A woman stood there, framed by the moonlight. She was tall—well past six feet—with a sharp undercut and eyes that glowed a terrifying, predatory gold. Oh. She wore a black tactical vest over a crisp white button-down, the sleeves rolled up to reveal forearms covered in shifting, ink-black tattoos. OH.

This stranger didn't move like a human. She moved like a landslide—controlled, heavy, and inevitable.

"Well hello, siren," her deep voice rasped, a low rumble that seemed to vibrate right through Lola’s chest. She stepped further into the small sanctuary, closing the distance until Lola was backed against her small kitchenette. The large figure leaned in, one hand bracing against the wall beside Lola’s head.

“You need to come with me—now. Are you trying to make yourself a rogue’s dinner?”

She was close enough to smell—earth and burnt cedar, and something bright Lola couldn’t place. Shaking off this strange sensory distraction, Lola focused on the intense eyes boring into her. They seemed to glow—embers imbedded in a dark complexion that didn’t hide their urgency.

“That song you were just singing... it wasn't just music. It was a beacon. And every hungry thing for fifty miles just heard it."

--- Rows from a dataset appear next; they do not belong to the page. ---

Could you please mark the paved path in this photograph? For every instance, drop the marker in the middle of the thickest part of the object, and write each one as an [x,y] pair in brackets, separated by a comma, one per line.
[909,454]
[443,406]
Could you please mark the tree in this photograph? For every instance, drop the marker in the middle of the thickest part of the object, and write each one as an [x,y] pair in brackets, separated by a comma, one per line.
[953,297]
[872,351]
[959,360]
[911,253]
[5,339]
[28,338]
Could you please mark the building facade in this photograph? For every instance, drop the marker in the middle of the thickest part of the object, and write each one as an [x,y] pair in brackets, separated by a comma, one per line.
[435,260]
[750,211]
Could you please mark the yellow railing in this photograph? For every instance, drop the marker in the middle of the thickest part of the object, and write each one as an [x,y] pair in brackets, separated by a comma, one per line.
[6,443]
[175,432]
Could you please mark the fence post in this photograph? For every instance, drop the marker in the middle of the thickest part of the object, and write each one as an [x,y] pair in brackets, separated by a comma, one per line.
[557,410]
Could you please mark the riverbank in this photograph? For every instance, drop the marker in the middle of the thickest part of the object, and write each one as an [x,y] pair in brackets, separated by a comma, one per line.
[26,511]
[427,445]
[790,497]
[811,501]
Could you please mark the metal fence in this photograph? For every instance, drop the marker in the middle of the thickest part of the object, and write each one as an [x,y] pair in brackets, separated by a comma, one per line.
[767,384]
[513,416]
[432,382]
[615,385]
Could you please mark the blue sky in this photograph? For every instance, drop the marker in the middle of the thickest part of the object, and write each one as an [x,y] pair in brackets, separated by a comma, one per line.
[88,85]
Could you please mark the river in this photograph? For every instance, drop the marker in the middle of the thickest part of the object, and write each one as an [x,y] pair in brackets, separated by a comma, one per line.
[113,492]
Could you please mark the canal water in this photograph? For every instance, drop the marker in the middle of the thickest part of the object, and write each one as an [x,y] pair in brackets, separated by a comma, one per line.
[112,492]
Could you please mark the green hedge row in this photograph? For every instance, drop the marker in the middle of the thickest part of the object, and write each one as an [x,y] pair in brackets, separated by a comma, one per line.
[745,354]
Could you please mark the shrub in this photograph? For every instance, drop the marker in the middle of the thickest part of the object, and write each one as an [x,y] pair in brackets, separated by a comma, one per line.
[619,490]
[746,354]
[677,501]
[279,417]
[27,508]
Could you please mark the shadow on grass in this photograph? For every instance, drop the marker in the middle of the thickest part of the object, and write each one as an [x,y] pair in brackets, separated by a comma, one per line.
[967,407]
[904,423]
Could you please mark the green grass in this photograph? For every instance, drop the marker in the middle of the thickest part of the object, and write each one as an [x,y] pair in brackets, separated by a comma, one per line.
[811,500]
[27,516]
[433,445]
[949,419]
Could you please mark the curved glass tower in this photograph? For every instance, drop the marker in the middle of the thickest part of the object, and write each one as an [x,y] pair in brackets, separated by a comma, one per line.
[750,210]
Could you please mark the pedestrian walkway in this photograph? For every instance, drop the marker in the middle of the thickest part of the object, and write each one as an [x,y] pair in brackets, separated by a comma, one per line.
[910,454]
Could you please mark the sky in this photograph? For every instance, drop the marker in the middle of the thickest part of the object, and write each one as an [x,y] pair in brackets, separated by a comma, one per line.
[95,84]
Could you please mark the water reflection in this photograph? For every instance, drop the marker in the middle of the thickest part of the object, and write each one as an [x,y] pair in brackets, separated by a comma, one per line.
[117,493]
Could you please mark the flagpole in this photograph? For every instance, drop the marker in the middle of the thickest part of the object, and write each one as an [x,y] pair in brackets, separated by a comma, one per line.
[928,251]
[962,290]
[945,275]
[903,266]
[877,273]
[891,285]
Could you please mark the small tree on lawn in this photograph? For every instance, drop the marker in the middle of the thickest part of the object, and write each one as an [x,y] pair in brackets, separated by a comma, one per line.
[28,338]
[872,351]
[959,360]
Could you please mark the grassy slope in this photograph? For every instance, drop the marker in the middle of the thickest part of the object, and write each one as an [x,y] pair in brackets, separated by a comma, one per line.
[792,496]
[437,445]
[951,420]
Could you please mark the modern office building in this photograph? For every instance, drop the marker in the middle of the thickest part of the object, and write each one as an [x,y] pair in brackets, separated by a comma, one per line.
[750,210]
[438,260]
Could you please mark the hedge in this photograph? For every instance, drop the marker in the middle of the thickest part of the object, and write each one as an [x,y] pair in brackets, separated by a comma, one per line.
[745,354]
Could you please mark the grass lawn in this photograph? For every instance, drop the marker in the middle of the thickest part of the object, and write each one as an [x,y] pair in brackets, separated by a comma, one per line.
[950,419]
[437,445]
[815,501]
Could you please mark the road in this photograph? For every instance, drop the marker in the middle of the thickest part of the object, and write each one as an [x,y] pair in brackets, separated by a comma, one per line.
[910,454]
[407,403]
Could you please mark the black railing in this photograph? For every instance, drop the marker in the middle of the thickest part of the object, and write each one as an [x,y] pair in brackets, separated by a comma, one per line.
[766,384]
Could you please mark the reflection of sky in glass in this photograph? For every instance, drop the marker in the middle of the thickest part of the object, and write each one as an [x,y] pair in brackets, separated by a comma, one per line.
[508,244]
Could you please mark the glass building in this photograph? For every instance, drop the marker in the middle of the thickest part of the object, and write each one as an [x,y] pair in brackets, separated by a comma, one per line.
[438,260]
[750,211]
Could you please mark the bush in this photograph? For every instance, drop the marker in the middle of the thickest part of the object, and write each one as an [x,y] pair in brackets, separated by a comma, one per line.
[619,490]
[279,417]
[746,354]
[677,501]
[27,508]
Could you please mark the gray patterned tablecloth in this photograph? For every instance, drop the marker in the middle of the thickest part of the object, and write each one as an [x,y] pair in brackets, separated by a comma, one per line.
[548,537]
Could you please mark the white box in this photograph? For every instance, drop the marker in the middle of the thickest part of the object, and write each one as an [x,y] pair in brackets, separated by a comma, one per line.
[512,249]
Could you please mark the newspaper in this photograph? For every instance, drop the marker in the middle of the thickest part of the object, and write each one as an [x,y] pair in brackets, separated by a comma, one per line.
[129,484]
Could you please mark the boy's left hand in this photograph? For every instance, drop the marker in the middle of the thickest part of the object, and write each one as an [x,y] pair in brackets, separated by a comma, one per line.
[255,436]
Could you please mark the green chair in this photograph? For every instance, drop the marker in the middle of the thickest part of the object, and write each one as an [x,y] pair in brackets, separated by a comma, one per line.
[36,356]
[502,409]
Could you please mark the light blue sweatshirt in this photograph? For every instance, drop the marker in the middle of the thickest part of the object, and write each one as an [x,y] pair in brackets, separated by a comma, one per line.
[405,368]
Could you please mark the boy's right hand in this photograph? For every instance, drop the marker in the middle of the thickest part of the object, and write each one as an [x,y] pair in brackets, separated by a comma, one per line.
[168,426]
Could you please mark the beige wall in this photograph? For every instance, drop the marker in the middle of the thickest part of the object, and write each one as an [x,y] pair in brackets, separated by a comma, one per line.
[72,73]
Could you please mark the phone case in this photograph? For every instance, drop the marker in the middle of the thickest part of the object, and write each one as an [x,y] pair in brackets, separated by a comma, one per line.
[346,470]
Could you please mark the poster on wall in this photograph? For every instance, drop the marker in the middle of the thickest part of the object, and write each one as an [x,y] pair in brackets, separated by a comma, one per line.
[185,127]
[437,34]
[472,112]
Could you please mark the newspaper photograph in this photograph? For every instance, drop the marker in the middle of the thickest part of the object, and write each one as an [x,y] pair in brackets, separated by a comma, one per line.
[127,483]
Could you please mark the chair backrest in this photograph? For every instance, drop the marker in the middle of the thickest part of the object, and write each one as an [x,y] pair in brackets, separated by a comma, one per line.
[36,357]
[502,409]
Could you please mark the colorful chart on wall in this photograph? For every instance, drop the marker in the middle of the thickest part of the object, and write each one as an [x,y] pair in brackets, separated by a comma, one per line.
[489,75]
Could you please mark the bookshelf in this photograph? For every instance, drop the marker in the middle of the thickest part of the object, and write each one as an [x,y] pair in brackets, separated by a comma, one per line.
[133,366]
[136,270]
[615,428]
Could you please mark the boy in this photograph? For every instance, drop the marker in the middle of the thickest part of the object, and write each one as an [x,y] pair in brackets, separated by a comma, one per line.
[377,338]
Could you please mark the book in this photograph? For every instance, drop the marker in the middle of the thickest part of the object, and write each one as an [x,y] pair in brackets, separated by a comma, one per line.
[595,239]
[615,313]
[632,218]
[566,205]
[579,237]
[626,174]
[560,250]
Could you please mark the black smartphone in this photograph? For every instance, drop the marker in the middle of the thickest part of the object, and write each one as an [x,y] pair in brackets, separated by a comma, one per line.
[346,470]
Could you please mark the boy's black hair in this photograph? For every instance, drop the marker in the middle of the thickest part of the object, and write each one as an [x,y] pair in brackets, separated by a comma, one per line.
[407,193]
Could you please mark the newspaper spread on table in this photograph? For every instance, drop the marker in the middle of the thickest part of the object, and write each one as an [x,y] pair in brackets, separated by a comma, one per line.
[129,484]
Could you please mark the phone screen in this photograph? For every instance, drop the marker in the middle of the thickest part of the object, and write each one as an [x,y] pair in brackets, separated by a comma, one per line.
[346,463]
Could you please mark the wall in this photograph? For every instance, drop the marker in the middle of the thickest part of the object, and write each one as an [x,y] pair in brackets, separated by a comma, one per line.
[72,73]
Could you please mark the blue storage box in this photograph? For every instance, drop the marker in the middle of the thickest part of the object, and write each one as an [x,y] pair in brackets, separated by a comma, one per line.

Lola’s breath hitched, terrified of this stranger and even more scared of what she was saying. "I don’t know what you’re talking about. I’m just a songwriter. Please get out of my home."

The stranger’s golden eyes flared. "Your home is a shuttle bus with plywood walls. Outside that door, there’s a pack of rogues who would tear this thing apart just to get a taste of your throat. You have two choices. You can stay here and find out exactly how those wards hold up... or you can come with me and find out why the most powerful Alpha in the state just dropped everything to find you."

The most powerful Alpha? Siren? What kind of fanfiction nonsense was she spewing? Before Lola could find her voice, a deafening, inhuman howl ripped through the forest. Then came the sound of long, sharp claws screeching against the metal side of the bus.

Lola froze, but the towering woman didn't flinch. She just looked at her coldly. "Make your choice. We have exactly ten seconds before they break the glass."